Est-ce qu’on te met beaucoup de pression ou peux-tu évoluer à peu près tranquillement ?
Cela dépend de la taille de la boîte et de son exigence. Par exemple, pour les publicités, un seul graphiste fait tout et la pression est énorme. Il y a des semaines où je ne faisais pas grand-chose et d’autres périodes où j’avais énormément de pression. Tu veux une anecdote ? Pour les 4 Fantastiques, une onde de choc propulsait des cailloux. Après avoir créé les cailloux un par un, on présente notre travail au réalisateur, et là on tombe sur des superviseurs – que l’on appelle tendrement « Pixel fuckers » -, des gens qui regardent scrupuleusement, image par image, et qui te disent « Hm, ce caillou tourne un peu trop vite ». Il faut parfois essayer de négocier. On relance la simulation, cela peut prendre plusieurs heures à plusieurs jours pour retrouver ce foutu caillou et changer sa rotation. Au final, l’effet est enfin validé. Ils envoient ça au compositing, et cette étape fait disparaître entièrement la plupart de tes cailloux, dont THE caillou, dans la fumée…

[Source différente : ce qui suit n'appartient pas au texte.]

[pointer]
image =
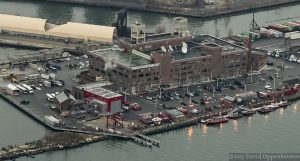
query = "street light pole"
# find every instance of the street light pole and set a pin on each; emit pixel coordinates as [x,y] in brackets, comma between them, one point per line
[251,74]
[159,87]
[274,84]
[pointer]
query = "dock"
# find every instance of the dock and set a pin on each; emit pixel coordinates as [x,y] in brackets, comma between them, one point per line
[141,141]
[151,140]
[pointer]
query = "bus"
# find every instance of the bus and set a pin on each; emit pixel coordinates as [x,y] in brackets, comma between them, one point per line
[28,88]
[50,97]
[24,90]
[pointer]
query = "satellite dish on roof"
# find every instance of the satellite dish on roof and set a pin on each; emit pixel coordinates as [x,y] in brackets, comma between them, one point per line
[184,44]
[163,49]
[171,48]
[184,49]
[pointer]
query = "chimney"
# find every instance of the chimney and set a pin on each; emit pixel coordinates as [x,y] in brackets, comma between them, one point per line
[249,46]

Ta définition personnelle des effets spéciaux ?
C’est une question complexe. Méliès faisait des effets spéciaux. D’un point de vue professionnel, ils se limitent à ma spécialité. Remplacer un fond vert par un arrière-plan, théoriquement, ce n’est pas un effet spécial. Mais en dehors de mon métier, d’un point de vue de spectateur, je dirais que c’est tout procédé permettant de créer une illusion.
Dernière question : pour ou contre le « tout numérique » ?
Il y a ce qu’on appelle la « vallée dérangeante » ou « uncanny valley ». Je serai pour le tout numérique le jour où la vallée dérangeante n’existera plus. La vallée dérangeante c’est le malaise que tu éprouves quand tu vois quelque chose qui essaie d’imiter la nature mais qui n’est pas naturel. Prenons l’exemple d’un robot à l’apparence humaine. Tout le monde perçoit son étrangeté. Cette ambiguïté dérange. Si le spectateur ne se rend plus compte de cette étrangeté et n’éprouve plus ce malaise, alors oui, pourquoi pas. Aujourd’hui, on peut tout créer, et il y a des choses aberrantes. Dans le dernier de la saga Wolverine, Logan, il y a des moments où l’on ne voit pas Hugh Jackman à l’écran, mais un Logan entièrement numérique. Tout le monde n’y a vu que du feu. Les effets spéciaux peuvent être hyper dangereux, j’ai vu une vidéo ahurissante dans laquelle on faisait parler Trump numériquement dans une interview qu’il n’a jamais donnée. On pourrait simuler une déclaration de guerre mondiale. Outre le champ cinématographique, le numérique a ses dérives et peut s’avérer dangereux. Je te renvoie à la série Black Mirror. [Quentin drops the mic].